Teapot People . . . and creating love!
Monday, November 25, 2002
©2002 San Francisco Chronicle
MY FRIEND LINDA says that there are two kinds of people — new-teapot people and broken-teapot people. She likes the broken-teapot people better, and so do I. I don’t trust anyone who hasn’t lost something.
New-teapot people think that they can expect to be new teapots for the rest of their lives and that broken-teapot people are careless or stupid or perhaps just unlucky. Some new-teapot people think broken-teapot people have cooties.
Mass culture pretends to like new-teapot people, but it really likes broken-teapot people. A bad marriage, a bad drug problem, a dying child — that’s the real currency of public adulation. Michael Jackson is a curious example of someone who broke himself, not once but many times. But of course people still care, because his voluntary mutilation was caused by inner demons.
I think that’s true, by the way, but that doesn’t make it less creepy. Jeffrey Dahmer was driven by inner demons too.
Eventually, most of the new-teapot people get broken, and welcomed to the club. They are not, perhaps, sadder but wiser, but they are definitely sadder. Grief is a natural and useful emotion; it is just unfortunate that we live in a culture that has found ways of papering over grief with piety.
“It was for the best,” we say, although sometimes it was not for the best, and no, I don’t want a hug right now, or a consoling quote from Rumi or the Bible. The five stages of grief are a highly artificial construct, and I do not for a moment think they represent some universal law. I do know there is one stage of grief. It’s called, “Well, God damn it all to hell, that sucks big time.” Lather, rinse, repeat.

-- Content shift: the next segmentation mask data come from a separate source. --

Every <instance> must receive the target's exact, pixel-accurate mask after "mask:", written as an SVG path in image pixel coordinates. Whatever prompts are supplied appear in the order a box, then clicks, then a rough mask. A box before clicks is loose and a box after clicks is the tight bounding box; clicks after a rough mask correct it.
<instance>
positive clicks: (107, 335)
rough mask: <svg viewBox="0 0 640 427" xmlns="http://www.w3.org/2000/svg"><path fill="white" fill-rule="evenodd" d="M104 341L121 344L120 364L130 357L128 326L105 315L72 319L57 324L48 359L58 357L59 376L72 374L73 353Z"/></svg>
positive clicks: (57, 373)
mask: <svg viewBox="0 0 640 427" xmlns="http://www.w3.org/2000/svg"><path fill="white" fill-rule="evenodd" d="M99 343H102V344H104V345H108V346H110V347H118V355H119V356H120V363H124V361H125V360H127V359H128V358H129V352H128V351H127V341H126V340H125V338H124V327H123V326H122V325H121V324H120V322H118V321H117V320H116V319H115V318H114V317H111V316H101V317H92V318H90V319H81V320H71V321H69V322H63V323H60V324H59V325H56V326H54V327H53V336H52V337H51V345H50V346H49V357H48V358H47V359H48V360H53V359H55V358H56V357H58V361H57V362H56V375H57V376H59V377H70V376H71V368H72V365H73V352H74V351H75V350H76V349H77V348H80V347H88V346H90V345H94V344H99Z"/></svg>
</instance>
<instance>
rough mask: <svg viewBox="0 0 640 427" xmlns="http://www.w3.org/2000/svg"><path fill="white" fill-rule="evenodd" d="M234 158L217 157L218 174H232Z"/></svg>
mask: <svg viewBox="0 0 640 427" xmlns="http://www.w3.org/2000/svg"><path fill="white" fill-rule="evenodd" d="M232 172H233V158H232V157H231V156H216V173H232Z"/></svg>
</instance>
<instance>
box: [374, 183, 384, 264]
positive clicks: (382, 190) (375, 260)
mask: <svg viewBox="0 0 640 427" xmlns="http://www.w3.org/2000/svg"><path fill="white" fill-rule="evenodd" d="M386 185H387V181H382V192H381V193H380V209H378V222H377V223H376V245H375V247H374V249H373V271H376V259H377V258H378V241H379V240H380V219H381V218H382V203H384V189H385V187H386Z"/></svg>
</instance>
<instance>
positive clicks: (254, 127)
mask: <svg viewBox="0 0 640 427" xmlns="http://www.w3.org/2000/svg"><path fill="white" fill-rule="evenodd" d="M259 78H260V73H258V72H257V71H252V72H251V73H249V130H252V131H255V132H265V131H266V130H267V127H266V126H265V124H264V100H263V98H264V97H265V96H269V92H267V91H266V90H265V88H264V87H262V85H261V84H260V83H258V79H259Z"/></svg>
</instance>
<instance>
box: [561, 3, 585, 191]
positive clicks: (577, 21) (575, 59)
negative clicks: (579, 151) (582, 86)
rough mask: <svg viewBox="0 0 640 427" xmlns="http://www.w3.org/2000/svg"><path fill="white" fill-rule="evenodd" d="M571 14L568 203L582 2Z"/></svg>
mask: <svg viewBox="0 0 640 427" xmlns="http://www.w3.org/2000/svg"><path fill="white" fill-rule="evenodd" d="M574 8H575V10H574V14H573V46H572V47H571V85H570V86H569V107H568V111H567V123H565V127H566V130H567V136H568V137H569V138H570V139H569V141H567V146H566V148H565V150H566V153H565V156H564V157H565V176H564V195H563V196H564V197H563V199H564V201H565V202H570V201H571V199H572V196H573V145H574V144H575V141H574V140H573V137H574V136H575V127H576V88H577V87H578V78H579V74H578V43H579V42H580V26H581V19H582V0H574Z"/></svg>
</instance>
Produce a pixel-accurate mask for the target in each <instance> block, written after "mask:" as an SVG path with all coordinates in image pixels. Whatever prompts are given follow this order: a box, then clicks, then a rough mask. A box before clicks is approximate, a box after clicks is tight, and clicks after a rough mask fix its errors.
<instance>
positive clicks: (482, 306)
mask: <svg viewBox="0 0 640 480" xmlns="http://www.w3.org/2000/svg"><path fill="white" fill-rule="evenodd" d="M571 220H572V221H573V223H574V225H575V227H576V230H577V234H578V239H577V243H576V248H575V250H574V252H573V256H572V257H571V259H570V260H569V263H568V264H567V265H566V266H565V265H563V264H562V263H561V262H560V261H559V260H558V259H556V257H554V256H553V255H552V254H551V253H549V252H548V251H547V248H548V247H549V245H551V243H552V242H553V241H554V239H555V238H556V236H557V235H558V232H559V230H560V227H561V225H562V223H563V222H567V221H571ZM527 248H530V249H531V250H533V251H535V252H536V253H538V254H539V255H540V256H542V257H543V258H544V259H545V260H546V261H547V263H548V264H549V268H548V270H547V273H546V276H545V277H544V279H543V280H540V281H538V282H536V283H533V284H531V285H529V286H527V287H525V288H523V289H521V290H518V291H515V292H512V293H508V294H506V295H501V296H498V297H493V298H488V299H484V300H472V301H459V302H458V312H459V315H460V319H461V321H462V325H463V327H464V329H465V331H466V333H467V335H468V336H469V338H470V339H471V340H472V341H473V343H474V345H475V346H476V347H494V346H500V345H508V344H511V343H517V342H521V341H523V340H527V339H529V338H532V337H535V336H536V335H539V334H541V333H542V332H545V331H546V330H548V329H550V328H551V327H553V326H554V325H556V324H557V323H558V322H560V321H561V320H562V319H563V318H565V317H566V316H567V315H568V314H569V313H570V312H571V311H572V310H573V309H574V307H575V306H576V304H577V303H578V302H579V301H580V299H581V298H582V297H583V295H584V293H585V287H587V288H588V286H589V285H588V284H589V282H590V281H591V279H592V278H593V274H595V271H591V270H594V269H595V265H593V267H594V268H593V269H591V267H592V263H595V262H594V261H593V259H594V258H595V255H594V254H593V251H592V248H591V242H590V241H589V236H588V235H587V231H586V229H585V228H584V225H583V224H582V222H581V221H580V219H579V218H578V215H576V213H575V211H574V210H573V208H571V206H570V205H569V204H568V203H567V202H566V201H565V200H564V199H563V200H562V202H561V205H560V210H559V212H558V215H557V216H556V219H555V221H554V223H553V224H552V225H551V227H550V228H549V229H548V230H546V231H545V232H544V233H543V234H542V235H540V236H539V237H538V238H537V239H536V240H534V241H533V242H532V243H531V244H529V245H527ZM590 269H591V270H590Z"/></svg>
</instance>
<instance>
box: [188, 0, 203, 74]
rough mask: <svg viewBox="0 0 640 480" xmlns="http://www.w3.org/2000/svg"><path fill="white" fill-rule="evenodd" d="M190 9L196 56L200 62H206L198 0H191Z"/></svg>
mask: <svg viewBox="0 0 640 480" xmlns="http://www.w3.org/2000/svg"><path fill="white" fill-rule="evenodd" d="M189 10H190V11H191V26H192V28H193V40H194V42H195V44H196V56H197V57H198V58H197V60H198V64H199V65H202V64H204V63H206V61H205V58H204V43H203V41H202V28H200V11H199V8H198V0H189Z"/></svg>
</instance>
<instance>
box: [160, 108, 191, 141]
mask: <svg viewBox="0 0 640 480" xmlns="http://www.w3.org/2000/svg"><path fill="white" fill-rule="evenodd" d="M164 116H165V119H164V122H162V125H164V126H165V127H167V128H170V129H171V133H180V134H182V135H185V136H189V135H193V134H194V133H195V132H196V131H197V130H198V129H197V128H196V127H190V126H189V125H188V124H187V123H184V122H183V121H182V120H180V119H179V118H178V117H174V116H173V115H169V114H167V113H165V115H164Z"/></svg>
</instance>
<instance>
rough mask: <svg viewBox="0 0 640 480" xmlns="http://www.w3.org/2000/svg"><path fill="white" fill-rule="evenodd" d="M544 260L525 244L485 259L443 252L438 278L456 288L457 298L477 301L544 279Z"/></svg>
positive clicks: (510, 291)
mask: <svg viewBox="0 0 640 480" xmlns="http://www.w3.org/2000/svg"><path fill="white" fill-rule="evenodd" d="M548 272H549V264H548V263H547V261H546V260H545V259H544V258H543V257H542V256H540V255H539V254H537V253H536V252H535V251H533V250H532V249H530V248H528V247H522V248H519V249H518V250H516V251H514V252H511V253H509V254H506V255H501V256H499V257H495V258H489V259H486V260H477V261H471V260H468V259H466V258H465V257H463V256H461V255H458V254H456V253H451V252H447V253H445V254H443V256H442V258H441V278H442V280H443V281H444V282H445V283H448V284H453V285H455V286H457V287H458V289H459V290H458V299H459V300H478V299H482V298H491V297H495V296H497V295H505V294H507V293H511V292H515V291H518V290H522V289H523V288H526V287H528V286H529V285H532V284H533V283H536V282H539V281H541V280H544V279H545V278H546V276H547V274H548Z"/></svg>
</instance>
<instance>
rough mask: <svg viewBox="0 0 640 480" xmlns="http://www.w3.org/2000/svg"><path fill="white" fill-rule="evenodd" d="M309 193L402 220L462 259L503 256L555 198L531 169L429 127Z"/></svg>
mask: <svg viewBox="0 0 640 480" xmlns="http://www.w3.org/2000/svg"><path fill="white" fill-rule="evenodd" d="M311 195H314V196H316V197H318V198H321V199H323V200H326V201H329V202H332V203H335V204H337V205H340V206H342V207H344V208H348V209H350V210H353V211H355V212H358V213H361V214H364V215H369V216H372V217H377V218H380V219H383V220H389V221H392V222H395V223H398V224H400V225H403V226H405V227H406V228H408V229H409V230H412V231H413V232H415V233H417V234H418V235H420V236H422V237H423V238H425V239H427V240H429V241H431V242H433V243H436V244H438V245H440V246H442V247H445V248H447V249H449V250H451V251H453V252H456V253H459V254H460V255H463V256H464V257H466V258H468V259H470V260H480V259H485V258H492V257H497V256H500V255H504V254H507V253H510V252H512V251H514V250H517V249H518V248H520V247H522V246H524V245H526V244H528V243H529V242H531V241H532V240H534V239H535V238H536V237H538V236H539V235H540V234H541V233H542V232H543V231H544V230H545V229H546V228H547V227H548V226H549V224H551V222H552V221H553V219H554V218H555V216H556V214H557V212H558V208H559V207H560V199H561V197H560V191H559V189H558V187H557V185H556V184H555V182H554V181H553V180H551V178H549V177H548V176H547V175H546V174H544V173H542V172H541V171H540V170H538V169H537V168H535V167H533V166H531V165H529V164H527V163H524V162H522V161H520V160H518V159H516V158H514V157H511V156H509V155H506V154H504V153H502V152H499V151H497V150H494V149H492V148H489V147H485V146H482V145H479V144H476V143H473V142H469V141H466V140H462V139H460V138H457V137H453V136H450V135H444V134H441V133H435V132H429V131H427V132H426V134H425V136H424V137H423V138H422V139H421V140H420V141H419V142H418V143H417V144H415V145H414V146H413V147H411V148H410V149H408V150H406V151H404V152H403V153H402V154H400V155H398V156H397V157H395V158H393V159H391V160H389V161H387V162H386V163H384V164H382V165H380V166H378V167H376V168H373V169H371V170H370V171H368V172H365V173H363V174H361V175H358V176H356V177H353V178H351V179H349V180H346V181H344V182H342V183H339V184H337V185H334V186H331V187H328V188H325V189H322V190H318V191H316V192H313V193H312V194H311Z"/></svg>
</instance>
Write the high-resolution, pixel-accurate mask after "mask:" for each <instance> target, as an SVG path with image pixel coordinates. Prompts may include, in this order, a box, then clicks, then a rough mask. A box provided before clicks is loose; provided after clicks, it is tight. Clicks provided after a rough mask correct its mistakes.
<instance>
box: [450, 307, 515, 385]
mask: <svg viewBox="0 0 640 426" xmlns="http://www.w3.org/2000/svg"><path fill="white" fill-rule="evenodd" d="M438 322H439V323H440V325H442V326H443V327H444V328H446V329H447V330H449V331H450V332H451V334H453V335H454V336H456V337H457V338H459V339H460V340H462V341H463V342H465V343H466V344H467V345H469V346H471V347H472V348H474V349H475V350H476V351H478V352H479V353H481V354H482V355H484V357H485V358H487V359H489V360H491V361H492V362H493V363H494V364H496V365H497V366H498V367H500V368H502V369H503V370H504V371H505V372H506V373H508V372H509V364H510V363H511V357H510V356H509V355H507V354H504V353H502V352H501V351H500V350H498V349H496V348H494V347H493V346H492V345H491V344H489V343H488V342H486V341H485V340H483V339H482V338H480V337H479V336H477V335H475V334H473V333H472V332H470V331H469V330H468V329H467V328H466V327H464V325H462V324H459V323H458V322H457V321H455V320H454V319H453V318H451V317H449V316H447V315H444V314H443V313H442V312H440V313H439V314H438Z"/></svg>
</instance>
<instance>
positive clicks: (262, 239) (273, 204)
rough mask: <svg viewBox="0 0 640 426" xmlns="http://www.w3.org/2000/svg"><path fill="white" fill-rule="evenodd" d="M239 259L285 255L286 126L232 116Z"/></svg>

(Point of personal privilege — some people read these columns for personal revelations. Few can be found. These are not messages from my life; these are amplifications of words scrawled on pieces of paper. I picked “Linda broken teapot” over “Medea cocktail party.” Maybe someday I may write “Medea cocktail party,” but it will not be because I have just murdered the king of Corinth.)
THE ONLY WAY out of the sadness box is love. Not someone loving you, although that sure helps. But really, it’s you discovering the urge to love that still lives within you. Sometimes this is very hard, but it is work that needs doing. There is still music and sunshine and balloons and a mechanical gorilla that plays the “Macarena.” (I have one of the latter.)
I do believe that love is not an emotion. There are all sorts of emotions that resemble love — lust, pity, compassion, trust — but they are not the same thing. Love is a series of actions, actions often taken against self-interest. Love involves walking it like you talk it. Love involves generosity of spirit. Love involves sacrifice. Love is not for sissies.
MANY RELIGIONS TEACH that we should love our enemies. This injunction always gives people a lot of trouble because it sure is a lot harder than loving your friends. Love involves forgiveness. Love involves hope when there is no rational reason to hope.
You may think I am making a political point, but I’m not. I do think it is possible to pray for Saddam Hussein without ignoring the threat he represents to world peace. I do think it is possible to pray for George Bush without ignoring the threat he represents to world peace. All prayers are answered, as they say, just sometimes not the way we would have wanted.
I am only saying that love is a series of actions before it is a feeling. It is acting as if. It is faking it until you make it. A broken-teapot person uses the damage to understand the damage in others — and merrily we roll along.